Los Alamos has been studying substorms and substorm injections since the 1970s. Lab researchers have flown energetic particle instruments on over a dozen different satellites in geosynchronous orbit (35,786 km above Earth’s equator). As a result, most of what the scientific community knew about substorm injections until recently was based on geosynchronous measurements. The Laboratory’s work continues today with the Space and Atmospheric Burst Reporting System (SABRS) payload, part of the United States Nuclear Detonation Detection System (USNDS) program.

In this new study, the team capitalized on recent observations during a conjunction between NASA’s Magnetospheric Multiscale Mission (primarily measures the region outside geosynchronous orbit) and Van Allen Radiation Belt Storm Probes mission (measures inside geosynchronous) that occurred on 7 April 2016. With complementary data from Time History of Events and Macroscale Interactions during Substorms, Geotail, and Los Alamos National Laboratory spacecraft in geosynchronous orbit (16 spacecraft in total), this is the first research to use data from all of these satellite systems to examine the complex dynamics of charged particles in substorm injections. The event occurred during generally quiet magnetospheric activity under steady, below-average solar wind conditions. The investigators aimed to develop a more comprehensive global picture of injections and the injection region and to gain insight on the nature of substorms and reconnection in Earth’s magnetotail.

The data resulted in a more comprehensive picture of substorm injections. Previous studies could only look at two points: geosynchronous orbit+inward or geosynchronous orbit+outward but not both simultaneously. In this study the team analyzed the three regions (outside, inside, and at geosynchronous) and confirmed that the observed injections moved Earthward. The analysis revealed that at least five electron injections, which were localized in magnetic local time, preceded a larger injection of both electrons and ions across nearly the entire nightside of the magnetosphere near geosynchronous orbit. The discrepancy between the number, penetration depth, and complexity of electron versus ion injections presents challenges to the current conceptual models of energetic particle injections.

The Los Alamos team and their collaborators now have two years of overlapping data from the collection of satellites. They will continue looking at similar events and collecting new data to produce a more comprehensive and complete analysis of these space weather events.

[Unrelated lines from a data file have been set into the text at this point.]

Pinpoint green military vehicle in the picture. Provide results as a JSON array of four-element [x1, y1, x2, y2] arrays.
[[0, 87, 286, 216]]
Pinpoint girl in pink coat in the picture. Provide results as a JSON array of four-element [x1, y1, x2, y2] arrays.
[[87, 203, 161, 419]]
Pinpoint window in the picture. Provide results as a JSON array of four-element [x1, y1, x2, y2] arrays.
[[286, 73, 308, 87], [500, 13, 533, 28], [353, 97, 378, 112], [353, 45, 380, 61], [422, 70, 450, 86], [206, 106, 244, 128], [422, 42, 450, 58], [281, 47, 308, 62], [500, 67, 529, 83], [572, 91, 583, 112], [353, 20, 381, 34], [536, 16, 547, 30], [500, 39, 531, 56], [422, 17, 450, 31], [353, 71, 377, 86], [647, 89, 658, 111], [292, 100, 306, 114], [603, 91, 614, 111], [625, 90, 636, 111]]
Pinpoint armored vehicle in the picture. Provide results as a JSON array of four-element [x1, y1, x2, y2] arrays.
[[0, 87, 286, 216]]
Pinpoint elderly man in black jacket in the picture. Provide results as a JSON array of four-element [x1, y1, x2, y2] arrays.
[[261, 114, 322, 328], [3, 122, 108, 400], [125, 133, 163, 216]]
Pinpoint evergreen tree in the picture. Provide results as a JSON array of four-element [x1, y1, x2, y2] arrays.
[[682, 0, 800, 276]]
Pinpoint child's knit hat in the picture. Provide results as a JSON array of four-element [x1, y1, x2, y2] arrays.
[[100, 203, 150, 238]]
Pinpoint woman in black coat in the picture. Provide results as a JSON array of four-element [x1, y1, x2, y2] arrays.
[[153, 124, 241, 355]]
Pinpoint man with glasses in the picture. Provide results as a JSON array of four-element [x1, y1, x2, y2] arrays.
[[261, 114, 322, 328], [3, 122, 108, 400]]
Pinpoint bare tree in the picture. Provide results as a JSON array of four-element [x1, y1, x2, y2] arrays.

Reference: “Multipoint Observations of Energetic Particle Injections and Substorm Activity during a Conjunction between Magnetospheric Multiscale (MMS) and Van Allen Probes,” Journal of Geophysical Research: Space Physics 122, 11,481 (2017). Authors: D. L. Turner, J. F. Fennell, J. B. Blake, S. G. Claudepierre, and J. H. Clemmons (The Aerospace Corporation); A. N. Jaynes, T. Leonard, and D. N. Baker (University of Colorado – Boulder); I. J. Cohen, M. Gkioulidou, A. Y. Ukhorskiy, and B. H. Mauk (Johns Hopkins University); C. Gabrielse, V. Angelopoulos, and R. J. Strangeway (University of California – Los Angeles); C. A. Kletzing (University of Iowa); O. Le Contel (CNRS/Ecole Polytechnique/UPMC Université Paris Université Paris-Sud/Observatoire de Paris); H. E. Spence and R. B. Torbert (University of New Hampshire); R. B. Torbert and J. L. Burch (Southwest Research Institute); and G. D. Reeves (Intelligence & Space Research, ISR-DO).

The NASA Magnetospheric Multiscale mission (MMS) Spacecraft Program funds the current work. DOE sponsors current work in space weather and development of Los Alamos instruments that measure the space environment. The research supports the Laboratory’s Global Security mission area and the Information Science and Technology and Science of Signatures pillars through research and development of remote sensing for situational awareness in space.